Customers Slow to Adopt Smart Pricing
Smart grid technology has seen widespread deployment. Seven states and the District of Columbia achieved adoption rates of greater than 70 percent by the end of 2013, according to data from the Energy Information Administration – including California and Texas, the two largest states.
The top 10 states for smart grid deployment, also known as advanced metering infrastructure (AMI), based on data from year-end 2013, are:
State Rank AMI
ME 1 98%
DC 2 97%
NV 3 95%
GA 4 85%
CA 5 84%
VT 6 80%
AZ 7 72%
DE 8 72%
TX 9 69%
ID 10 69%
In spite of this, a blog post on The Energy Collective earlier this week suggested that customers have been slow to leverage the types of energy management strategies enabled by smart grids.
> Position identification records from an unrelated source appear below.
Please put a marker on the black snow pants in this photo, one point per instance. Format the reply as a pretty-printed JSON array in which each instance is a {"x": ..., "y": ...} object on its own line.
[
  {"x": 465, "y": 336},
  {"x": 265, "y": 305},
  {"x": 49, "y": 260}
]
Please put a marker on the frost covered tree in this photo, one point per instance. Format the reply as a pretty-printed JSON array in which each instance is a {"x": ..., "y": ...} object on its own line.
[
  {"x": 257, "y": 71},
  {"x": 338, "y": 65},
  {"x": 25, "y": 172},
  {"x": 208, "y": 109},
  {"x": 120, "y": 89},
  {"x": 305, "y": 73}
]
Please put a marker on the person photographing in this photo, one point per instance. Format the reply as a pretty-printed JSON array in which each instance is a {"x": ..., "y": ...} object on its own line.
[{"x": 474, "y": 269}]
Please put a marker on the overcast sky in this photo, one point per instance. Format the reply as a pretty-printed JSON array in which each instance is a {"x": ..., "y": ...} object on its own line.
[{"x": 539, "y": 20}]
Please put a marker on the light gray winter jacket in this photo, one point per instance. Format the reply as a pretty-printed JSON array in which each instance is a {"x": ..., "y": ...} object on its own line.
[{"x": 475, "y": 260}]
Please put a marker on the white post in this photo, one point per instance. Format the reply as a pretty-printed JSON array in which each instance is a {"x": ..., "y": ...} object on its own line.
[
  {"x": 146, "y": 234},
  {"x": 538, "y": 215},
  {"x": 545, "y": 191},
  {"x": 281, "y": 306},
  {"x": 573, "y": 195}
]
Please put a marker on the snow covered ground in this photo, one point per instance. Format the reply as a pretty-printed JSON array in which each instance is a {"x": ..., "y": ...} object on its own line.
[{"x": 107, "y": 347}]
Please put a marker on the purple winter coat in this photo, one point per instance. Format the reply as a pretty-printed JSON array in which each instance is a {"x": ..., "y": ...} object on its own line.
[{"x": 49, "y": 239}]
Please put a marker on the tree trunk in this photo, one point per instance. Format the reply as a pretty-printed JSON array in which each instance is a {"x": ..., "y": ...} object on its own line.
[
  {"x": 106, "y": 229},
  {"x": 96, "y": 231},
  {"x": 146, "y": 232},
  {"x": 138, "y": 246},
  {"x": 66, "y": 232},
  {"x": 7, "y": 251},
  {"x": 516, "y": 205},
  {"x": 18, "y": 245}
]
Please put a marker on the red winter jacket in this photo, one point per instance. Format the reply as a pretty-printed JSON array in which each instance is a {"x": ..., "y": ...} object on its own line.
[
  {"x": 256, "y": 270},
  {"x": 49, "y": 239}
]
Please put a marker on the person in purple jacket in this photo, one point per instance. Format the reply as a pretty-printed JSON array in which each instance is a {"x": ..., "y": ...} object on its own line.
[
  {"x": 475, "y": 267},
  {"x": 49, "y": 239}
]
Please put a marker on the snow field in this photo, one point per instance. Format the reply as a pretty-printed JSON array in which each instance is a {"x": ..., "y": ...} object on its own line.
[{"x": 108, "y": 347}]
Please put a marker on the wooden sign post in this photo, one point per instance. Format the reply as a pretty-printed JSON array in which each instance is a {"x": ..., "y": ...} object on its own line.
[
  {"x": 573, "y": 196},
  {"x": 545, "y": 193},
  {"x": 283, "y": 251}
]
In particular, the article focuses on the fact that customers have been slow to adopt time-of-use (TOU) pricing plans, which charge higher prices during periods of high electricity demand and lower prices during periods of lower demand. The goal of these programs is to help the grid run more efficiently by sending price signals to customers that better reflect the actual costs of the energy they are consuming. In theory, this should encourage them to shift their consumption from peak to off-peak hours – or simply to use less energy during peak hours.